When it comes to hiring, there are a lot of rules that need to be adhered to; rules that could mean the difference between a lawsuit and a thriving company. You should never ask a candidate about their age or religion, declaring a position exempt can’t just be done haphazardly, and hires of similar background and expertise should be offered the same amount, regardless of gender (you know that, right?!?)
But then there are the rules that are more like polite suggestions than truly unbreakable laws. These rules, in fact, sometimes deserve to be broken—particularly when breaking them can mean bringing on the perfect candidate for the job.
The Unconventional Resume
Most of us go into the search for a new hire on the lookout for very specific resume details. Our eyes are peeled for certain job titles, skillsets, and degrees.
We know what we’re looking for.
But every once in a while, a resume will cross your desk that doesn’t necessarily meet any of the must-have criteria you thought you were looking for. And yet, there’s something about that resume that speaks to you.
Sometimes people have experience that is incredibly transferrable to the job at hand. And occasionally, a resume will come across your desk with such a strong recommendation, it’s hard to ignore; even if, on paper, this person doesn’t seem like what you are looking for at all.
If your gut (or a trusted advisor) is telling you this person might have what it takes, give them an interview. Some of the best hires are the ones who wind up completely surprising you by what it turns out they’re capable of.
The Inside Hire
You’ve got an opening coming up, and even though you haven’t admitted so aloud to anyone just yet—you have a current employee you think would be great for the job. But surely you still have to post the opening and give those outside the company a chance first, right?
Wrong. Internal hires can be great for company moral, and can save you a great deal of time and money in the search as well!
The trick is that you have to post internally, at the very least. Which means you have to give all your current employees the same opportunity to apply. But the rule about posting publicly can absolutely be broken if you already have the talent you need on hand.

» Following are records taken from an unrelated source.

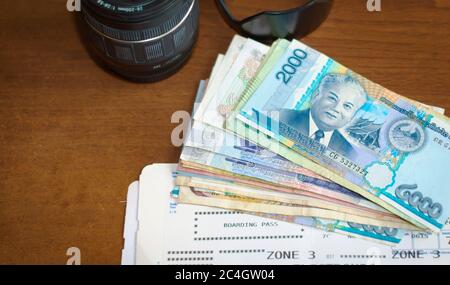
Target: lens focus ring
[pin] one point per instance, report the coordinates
(147, 49)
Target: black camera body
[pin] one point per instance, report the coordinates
(142, 40)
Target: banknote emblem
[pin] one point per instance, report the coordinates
(406, 135)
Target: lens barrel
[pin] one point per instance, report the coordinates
(146, 40)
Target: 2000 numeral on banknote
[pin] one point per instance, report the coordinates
(386, 147)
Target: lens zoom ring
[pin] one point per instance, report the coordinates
(144, 34)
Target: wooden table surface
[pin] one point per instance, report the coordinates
(73, 137)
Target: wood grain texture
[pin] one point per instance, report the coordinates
(73, 136)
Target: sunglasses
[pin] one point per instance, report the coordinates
(271, 25)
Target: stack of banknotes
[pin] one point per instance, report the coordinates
(288, 133)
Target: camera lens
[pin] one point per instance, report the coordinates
(143, 40)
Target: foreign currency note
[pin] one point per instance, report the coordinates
(356, 133)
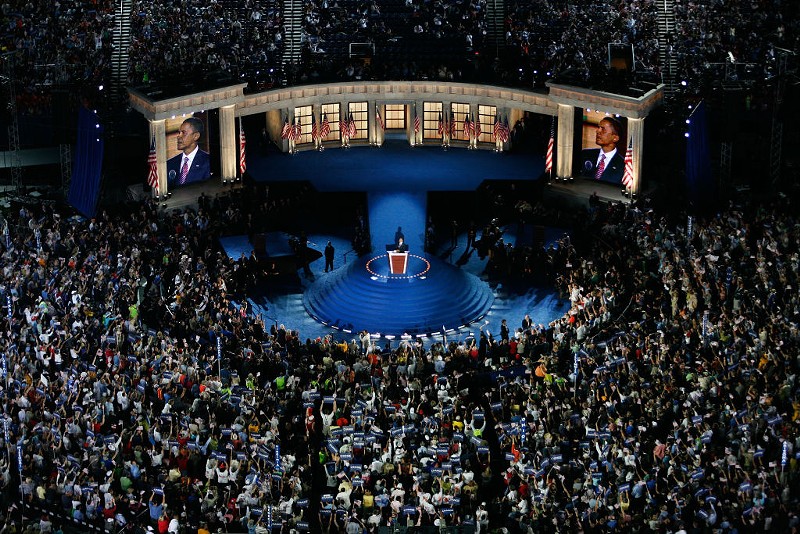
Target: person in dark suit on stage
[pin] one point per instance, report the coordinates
(401, 246)
(604, 163)
(330, 253)
(192, 164)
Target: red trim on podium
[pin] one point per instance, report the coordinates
(398, 262)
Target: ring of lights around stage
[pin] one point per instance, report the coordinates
(362, 295)
(426, 267)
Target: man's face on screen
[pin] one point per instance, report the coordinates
(606, 136)
(187, 138)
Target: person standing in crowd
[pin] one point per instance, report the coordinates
(330, 252)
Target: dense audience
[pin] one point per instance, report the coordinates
(173, 41)
(71, 41)
(141, 391)
(558, 37)
(55, 43)
(712, 35)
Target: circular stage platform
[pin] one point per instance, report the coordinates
(364, 295)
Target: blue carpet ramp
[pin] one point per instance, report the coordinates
(364, 296)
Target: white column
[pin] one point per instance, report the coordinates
(158, 131)
(636, 136)
(564, 141)
(378, 133)
(227, 142)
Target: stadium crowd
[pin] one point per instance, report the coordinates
(71, 41)
(557, 37)
(172, 41)
(141, 392)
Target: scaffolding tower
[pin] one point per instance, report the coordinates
(13, 123)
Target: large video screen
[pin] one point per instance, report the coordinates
(602, 155)
(188, 159)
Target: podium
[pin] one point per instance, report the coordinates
(398, 262)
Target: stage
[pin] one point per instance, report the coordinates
(431, 297)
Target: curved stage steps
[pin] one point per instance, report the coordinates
(363, 295)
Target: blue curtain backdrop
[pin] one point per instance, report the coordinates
(700, 185)
(390, 209)
(87, 163)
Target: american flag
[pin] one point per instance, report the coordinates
(325, 129)
(242, 143)
(627, 176)
(314, 130)
(297, 131)
(351, 126)
(152, 161)
(505, 132)
(287, 129)
(380, 119)
(548, 159)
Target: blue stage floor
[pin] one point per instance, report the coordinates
(457, 297)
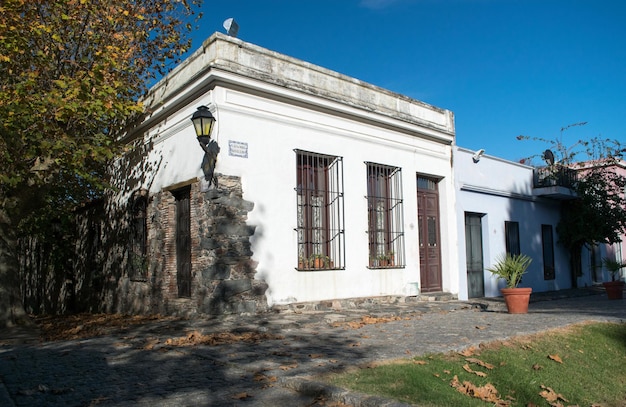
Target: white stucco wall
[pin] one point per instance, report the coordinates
(355, 121)
(502, 191)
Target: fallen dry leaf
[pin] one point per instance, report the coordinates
(480, 363)
(288, 367)
(367, 320)
(241, 396)
(556, 358)
(468, 352)
(487, 392)
(196, 338)
(551, 396)
(468, 369)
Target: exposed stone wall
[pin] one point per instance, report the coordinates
(222, 267)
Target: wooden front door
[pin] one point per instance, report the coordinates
(474, 255)
(429, 235)
(183, 242)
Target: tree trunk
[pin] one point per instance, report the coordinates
(11, 307)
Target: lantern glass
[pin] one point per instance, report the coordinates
(203, 122)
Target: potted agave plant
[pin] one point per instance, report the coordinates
(615, 287)
(511, 268)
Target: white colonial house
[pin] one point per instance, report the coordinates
(326, 188)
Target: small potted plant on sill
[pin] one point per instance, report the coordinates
(303, 263)
(320, 261)
(511, 268)
(615, 287)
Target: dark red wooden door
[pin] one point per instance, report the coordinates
(429, 236)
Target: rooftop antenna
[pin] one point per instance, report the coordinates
(548, 157)
(478, 154)
(231, 27)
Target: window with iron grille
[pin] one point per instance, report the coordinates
(319, 194)
(547, 242)
(385, 216)
(138, 239)
(511, 232)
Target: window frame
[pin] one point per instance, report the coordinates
(138, 250)
(320, 211)
(385, 216)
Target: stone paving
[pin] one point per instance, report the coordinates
(137, 367)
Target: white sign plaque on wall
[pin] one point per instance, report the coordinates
(237, 149)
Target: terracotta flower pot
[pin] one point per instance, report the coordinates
(614, 289)
(516, 299)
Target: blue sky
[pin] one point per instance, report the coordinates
(504, 67)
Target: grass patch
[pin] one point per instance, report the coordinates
(581, 365)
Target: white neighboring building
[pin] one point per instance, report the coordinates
(500, 210)
(329, 167)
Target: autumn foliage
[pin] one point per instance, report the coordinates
(72, 75)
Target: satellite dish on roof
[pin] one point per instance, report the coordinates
(548, 157)
(231, 27)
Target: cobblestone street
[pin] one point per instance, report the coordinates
(139, 366)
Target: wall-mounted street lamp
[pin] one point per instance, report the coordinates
(203, 122)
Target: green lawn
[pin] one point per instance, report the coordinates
(583, 365)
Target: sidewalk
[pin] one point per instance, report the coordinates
(149, 365)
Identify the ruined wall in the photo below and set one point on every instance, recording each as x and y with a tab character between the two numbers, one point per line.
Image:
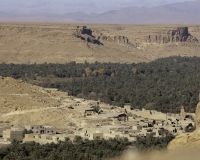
96	37
180	34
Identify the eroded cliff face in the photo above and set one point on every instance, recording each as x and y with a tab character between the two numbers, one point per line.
188	140
97	37
180	34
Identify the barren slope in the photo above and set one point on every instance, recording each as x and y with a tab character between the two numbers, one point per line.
39	43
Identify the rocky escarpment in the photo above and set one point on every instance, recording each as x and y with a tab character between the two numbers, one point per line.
188	140
85	34
96	37
180	34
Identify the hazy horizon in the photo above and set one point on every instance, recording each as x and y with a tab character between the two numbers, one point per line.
87	6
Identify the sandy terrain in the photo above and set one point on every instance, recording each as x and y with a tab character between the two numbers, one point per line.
61	43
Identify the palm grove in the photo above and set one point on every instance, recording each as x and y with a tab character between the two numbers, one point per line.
164	84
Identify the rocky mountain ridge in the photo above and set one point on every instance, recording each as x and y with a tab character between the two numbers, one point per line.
61	43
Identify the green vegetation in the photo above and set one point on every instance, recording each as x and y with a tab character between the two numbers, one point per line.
27	132
81	149
164	84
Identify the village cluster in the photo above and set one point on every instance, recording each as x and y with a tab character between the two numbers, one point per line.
104	121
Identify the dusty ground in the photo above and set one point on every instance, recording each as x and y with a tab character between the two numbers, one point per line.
39	43
22	104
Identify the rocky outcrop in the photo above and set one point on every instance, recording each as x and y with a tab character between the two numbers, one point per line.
86	34
96	37
180	34
188	140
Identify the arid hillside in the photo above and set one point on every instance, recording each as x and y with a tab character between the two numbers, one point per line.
61	43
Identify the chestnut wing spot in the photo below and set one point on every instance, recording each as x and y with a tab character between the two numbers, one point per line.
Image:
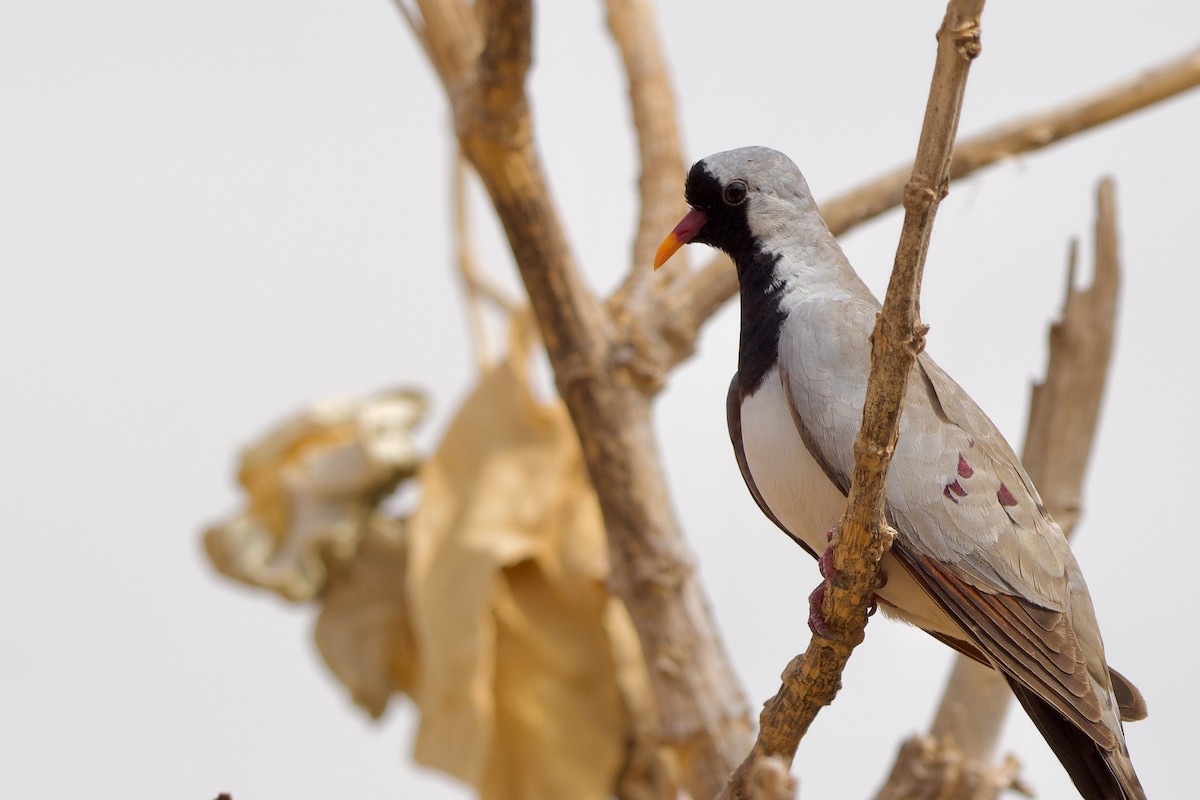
965	468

Conventional wisdom dictates that if you post a job, collect resumes, and interview a handful of those who have applied—you have to make an offer.
Conventional wisdom is wrong.
Look, we all know the pressure on filling an open position. Money is lost every single day it is allowed to remain open. But you know how even more money is lost? By hiring the wrong person.
Just because you’ve already jumped through all those new hire hoops does not mean you have to make an offer if you haven’t found the right fit. Pull the posting, send out “We decided to go another direction” emails to all those who applied, revise what it is you’re looking for, and then try again. Maybe this time with a professional recruiter on your side.
It is essential that you adhere to hiring laws at all times. But when it comes to those other hiring rules, the ones that are more along the lines of suggestion? Know that sometimes breaking the mold is okay.
In fact, doing so is occasionally essential to finding the right fit for the job!